At some point though, it wasn’t enough. I started offering my sewing skills to friends, to repair loved garments so they could continue to be worn. I began organizing the occasional clothing exchange, for small, then larger groups. I picked through everything left, keeping the good cloth for art projects and donating the rest to local charities that help people in my community. I realized I could put my teaching skills to good use, and now I teach mending workshops when I can find a space to host. I love teaching these workshops, and yet… they have helped me to realize that it’s the work that’s the problem. People just don’t have the time for the labor of renewing, recycling, or otherwise re-purposing these garments in the modern age (or they choose to use that time on other things).
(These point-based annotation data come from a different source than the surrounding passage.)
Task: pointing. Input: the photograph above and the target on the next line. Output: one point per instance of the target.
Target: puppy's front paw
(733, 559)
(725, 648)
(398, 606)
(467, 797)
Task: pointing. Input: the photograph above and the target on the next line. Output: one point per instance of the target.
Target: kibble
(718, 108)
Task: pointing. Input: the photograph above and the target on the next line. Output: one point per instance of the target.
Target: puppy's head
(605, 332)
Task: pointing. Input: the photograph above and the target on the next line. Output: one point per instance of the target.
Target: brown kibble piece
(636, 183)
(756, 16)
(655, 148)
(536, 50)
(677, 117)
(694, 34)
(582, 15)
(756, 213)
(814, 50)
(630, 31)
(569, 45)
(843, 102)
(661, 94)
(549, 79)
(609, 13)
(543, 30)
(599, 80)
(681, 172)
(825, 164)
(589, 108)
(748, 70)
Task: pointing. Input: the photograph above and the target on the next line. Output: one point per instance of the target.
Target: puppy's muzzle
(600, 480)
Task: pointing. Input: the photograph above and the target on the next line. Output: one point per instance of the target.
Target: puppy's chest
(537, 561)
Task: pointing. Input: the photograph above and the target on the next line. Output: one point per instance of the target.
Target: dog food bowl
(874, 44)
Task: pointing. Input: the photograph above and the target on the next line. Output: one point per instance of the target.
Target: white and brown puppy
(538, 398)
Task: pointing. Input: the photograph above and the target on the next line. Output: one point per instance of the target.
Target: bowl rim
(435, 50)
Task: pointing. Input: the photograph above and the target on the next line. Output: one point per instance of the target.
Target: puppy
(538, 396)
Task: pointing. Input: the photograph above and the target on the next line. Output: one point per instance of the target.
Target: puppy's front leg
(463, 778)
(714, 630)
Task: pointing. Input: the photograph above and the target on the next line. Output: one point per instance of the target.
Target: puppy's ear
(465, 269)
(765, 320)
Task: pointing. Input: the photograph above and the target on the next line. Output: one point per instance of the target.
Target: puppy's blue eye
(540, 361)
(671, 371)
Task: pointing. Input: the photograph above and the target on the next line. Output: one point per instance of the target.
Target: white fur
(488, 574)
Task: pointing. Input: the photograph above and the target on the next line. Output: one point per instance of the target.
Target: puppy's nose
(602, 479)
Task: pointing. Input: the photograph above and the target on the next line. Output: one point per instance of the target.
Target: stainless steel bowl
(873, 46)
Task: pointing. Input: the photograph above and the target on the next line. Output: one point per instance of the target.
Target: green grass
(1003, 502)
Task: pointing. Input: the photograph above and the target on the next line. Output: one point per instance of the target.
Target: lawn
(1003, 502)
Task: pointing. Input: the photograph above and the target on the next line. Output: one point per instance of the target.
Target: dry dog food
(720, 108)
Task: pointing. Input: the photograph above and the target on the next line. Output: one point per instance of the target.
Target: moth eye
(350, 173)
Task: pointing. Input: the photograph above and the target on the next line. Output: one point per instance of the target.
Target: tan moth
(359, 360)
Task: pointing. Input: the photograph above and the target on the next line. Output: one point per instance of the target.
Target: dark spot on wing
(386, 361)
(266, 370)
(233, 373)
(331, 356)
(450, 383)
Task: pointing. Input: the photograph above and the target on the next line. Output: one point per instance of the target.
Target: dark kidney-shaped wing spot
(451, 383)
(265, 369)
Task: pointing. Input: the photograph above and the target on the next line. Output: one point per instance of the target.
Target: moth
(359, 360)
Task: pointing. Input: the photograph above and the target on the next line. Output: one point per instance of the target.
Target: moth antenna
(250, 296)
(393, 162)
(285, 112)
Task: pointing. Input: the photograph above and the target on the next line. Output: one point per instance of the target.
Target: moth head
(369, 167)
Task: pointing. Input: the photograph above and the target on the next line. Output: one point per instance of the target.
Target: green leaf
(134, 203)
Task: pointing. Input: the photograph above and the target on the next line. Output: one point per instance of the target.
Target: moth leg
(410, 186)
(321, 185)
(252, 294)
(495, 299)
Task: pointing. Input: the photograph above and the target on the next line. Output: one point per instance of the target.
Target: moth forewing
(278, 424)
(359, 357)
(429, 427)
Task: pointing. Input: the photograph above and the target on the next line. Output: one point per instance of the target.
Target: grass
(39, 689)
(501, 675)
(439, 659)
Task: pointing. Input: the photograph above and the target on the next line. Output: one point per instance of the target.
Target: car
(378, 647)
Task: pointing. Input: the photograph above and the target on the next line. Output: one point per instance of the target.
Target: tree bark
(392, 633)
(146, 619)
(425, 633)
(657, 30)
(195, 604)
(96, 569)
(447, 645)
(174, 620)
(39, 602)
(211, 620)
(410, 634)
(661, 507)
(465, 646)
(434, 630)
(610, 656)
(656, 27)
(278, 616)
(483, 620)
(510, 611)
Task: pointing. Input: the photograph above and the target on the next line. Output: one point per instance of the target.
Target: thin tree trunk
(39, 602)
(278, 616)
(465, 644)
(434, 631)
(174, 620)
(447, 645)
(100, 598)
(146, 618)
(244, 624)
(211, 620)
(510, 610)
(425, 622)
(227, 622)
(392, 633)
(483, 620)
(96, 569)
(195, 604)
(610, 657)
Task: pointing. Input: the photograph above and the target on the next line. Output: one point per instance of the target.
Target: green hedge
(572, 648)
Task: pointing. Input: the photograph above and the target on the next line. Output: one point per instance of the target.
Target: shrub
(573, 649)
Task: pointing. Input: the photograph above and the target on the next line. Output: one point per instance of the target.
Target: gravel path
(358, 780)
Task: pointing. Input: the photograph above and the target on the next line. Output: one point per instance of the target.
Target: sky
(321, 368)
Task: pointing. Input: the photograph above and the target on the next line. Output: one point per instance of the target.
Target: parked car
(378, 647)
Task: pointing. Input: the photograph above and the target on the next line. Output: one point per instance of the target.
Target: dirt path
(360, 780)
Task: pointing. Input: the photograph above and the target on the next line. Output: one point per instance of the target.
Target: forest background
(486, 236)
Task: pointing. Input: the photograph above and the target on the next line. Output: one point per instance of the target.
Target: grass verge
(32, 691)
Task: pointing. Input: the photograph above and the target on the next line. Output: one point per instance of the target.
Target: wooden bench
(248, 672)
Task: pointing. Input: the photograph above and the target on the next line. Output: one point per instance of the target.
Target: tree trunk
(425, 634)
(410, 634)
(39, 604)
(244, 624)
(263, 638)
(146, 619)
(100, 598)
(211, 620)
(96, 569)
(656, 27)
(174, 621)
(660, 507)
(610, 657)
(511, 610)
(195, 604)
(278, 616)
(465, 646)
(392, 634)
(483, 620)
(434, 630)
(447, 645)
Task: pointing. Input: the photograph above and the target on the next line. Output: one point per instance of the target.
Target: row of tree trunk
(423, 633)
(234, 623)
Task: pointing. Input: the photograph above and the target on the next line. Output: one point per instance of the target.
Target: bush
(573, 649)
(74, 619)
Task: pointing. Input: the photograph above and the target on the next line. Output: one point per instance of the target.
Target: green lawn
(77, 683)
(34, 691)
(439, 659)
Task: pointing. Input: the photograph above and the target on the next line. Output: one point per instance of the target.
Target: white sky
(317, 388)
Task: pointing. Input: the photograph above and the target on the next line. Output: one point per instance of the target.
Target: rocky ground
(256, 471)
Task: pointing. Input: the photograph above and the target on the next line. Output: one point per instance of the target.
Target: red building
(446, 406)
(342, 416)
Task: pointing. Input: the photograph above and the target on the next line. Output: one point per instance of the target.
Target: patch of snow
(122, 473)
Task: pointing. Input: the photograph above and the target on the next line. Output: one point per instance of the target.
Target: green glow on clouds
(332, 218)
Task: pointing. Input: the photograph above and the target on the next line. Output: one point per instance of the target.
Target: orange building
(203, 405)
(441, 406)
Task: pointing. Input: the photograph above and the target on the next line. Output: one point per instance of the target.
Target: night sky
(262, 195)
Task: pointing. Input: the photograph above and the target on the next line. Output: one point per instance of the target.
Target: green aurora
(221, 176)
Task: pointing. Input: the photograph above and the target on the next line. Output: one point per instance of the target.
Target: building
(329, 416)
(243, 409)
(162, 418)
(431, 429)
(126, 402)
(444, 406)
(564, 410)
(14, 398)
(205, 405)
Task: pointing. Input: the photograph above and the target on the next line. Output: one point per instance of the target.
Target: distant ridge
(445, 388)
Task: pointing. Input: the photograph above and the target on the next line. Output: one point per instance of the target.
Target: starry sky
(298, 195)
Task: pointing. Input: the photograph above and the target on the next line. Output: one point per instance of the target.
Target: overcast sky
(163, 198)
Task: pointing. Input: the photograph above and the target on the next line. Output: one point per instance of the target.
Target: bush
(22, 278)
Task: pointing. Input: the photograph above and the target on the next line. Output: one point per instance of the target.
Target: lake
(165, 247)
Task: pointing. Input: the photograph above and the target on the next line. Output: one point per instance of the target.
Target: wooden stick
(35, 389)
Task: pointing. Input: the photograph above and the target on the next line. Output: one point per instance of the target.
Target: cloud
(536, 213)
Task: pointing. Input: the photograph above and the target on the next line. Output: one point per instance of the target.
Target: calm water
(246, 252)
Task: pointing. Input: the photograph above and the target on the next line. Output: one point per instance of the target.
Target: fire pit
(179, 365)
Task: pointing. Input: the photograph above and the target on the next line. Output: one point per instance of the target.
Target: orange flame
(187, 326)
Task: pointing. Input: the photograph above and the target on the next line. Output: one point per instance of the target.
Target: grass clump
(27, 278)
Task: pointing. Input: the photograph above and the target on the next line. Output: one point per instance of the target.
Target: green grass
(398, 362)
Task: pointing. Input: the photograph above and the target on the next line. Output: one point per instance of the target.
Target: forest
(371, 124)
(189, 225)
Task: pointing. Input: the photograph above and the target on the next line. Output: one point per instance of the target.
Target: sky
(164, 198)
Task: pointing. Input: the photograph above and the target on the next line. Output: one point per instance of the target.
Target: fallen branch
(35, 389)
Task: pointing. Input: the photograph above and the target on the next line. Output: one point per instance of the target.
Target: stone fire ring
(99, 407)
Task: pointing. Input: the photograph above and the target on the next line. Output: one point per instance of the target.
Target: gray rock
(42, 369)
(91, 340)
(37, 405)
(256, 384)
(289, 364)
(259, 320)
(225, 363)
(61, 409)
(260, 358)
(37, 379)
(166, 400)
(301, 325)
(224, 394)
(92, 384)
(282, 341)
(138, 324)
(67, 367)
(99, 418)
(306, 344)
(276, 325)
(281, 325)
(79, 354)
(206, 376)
All of this. All of this and I still find myself with mountains of t-shirts. I don’t wear t-shirts, though I do love jersey fabric. T-shirts feel slouchy to me, aren’t really my style, and yet they take up shelves and shelves of space in my studio. There’s something in their utility, combined with their disposability, that fascinates me. This project is a culmination of this fascination, the want to convert the disposable into the utilitarian, and the want to document the labor required, the labor nobody has time for. Weaving is, in my mind, the perfect way to do this, as line by line, foot by foot, it is measured. The number of threads, the number of warps tied on and cut off, the number of feet woven—all of these, so carefully accounted for. Rather than tracking the number of shirts, the moment of truth is in knowing I can weave endless feet, for as long as I am able, and that I will never run out of used, unwanted t-shirts with which to weave.